靈徽騎著唐西不知從哪弄來的機車,回到了市里公寓。
一進門,她就沖進衛浴室。
站在花灑下,用冷水沖洗自己。
天蒙蒙亮的時候,她醒了過來,一抬頭,便看到一張俊美性感的臉孔。
視線慢慢清晰,看清睡在誰的懷里后,她當即一震。渾身血液都在逆流,恨不得一腳將摟著她赤果身體的男人踹成太監。
但隨著昨晚的記憶涌入腦海,她下不去手了。
因為模糊的記憶中,一直是她占他的便宜。
他本就是個花花公子,緋聞不斷的,雖然曾跟她表過白,但她只當他想換個新鮮口味,一時沖動才說出來的。

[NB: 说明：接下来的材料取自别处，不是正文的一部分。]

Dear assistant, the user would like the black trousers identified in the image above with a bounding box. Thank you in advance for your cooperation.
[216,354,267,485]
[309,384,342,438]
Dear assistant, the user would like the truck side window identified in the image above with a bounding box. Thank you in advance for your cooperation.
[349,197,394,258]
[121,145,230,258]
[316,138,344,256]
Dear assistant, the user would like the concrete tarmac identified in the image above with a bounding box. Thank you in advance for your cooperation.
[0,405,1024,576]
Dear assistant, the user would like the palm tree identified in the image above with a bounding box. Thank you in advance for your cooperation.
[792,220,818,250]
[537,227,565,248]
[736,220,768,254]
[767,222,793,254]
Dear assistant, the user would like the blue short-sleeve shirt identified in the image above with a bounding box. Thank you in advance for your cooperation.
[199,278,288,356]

他對女人來者不拒,她都那樣主動了,他自然不會手下留情。
雖然惱他趁人之危,但若不是他,她可能就會落到凌漠天安排的牛郎手里。
橫豎,她都難保清白。
靈徽沖完澡,她裹上浴巾,站在盥洗臺前,看著鏡子里,長發披肩,眉頭緊皺,唇瓣艷紅的女人。
落魄,卻又性感。
閉了閉眼,她從浴室走到房間。
從包里拿出手機,開機。
里面有將近二十個未接電話。
其中凌漠天打了十個,顧萌打了三個,還有公司助理,高層打來的。
靈徽只回了顧萌電話,顧萌昨天去停機坪送完小呱呱回到公寓,就看到了黛娜的發布會直播。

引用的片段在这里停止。